37. A privilege tax debt reserve will be funded at no less than the annual debt service for all currently outstanding one percent (1%) privilege tax supported debt to be temporarily used for unforeseen emergencies or catastrophic impacts to the City.
38. Contingency Reserves for each fund to be established annually will be maintained to offset unexpected expenditure increases. Contingency reserves may also be used for unanticipated and/or inadequately budgeted events threatening the public health or safety. Use of contingency funds should be utilized only after all budget sources have been examined for available funds, and subject to City Council approval.

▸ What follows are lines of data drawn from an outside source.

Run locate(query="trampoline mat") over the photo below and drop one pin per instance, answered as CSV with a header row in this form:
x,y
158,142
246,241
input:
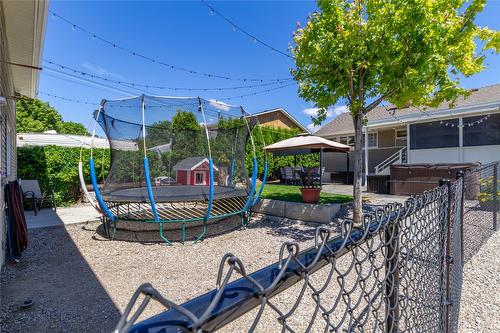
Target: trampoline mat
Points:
x,y
175,193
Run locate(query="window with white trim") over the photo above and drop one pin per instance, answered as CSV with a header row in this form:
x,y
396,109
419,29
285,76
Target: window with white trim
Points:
x,y
347,140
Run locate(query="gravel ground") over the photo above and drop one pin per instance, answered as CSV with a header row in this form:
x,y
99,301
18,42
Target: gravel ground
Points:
x,y
80,281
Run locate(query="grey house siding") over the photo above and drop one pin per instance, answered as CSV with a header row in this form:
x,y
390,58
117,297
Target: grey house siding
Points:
x,y
8,120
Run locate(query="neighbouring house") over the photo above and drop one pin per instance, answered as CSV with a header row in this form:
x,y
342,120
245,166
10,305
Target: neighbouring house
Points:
x,y
22,30
279,118
193,171
468,132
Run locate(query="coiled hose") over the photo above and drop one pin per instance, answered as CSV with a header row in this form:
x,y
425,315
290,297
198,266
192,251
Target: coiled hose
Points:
x,y
17,231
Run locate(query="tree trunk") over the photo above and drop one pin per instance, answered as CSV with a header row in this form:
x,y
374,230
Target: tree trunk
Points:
x,y
358,168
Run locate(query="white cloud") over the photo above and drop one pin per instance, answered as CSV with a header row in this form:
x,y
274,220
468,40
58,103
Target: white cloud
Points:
x,y
313,128
331,112
101,71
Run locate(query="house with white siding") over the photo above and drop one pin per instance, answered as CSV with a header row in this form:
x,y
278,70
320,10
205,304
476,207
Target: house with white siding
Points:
x,y
467,132
22,31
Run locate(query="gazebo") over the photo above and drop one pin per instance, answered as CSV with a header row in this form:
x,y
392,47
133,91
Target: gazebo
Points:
x,y
307,144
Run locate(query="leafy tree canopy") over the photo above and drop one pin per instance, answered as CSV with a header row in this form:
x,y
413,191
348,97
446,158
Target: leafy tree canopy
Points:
x,y
35,116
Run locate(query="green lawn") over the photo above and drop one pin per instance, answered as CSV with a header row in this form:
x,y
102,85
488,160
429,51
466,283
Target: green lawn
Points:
x,y
292,193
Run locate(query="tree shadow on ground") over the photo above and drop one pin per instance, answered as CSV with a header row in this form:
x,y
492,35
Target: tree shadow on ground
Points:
x,y
67,295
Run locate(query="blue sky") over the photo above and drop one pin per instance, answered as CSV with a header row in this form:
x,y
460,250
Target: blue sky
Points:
x,y
186,34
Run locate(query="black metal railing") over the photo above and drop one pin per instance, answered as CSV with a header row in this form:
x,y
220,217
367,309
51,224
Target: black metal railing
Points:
x,y
401,270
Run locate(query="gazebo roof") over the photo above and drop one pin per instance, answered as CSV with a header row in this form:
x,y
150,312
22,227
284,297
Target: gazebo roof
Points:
x,y
305,144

39. Separate Operating Fund Reserves will be maintained for the City’s Water, Sewer, Solid Waste Management, and Aviation Enterprise Funds. Such reserves shall be funded between 60 and 90 days of budgeted operating expenditures, excluding expenditures for debt service. Operating Fund Reserves shall be maintained to provide contingency funding and expenditure flexibility in the event of unexpected declines in revenue or increases in costs.
40. Replacement and Extension Reserves will be maintained by the Water and Sewer Enterprise Funds to ensure adequate resources for replacement of water and sewer infrastructure. Such reserves shall equal two percent (2%) of the gross book value of all tangible fixed assets of the system and shall be utilized only to provide contingency funding and expenditure flexibility during times of unusual circumstances.
41. Self-Insurance Reserves will be maintained at a level, which, together with purchased insurance policies, will adequately indemnify the City’s property, liability, and health benefit risk. A qualified actuarial firm shall be retained on an annual basis in order to recommend appropriate reserve levels, which will be approved by Council.
42. A Fleet Management Reserve will be maintained based upon lifecycle replacement plans to ensure adequate fund balance required for systematic replacement of fleet vehicles and operational contingencies.

Financial Reporting
43. The City’s accounting and financial reporting systems will be maintained in conformance with all state and federal laws, generally accepted accounting principles (GAAP) and standards of the Governmental Accounting Standards Board (GASB). The City Treasurer shall issue timely monthly financial reports to City Council.
44. Prior to the end of each fiscal year the Council shall designate certified public accountants who, shall perform an independent audit of the City’s annual financial statements in accordance with generally accepted government auditing standards. The certified public accountants shall be independent of the City government, having no personal interest, direct or indirect, in the fiscal affairs of City government or any of its officers. The certified public accountants shall submit their reports to the Council. All such audit reports shall be a matter of public record.
45. Financial systems will maintain internal controls to monitor revenues and expenditures on an ongoing basis.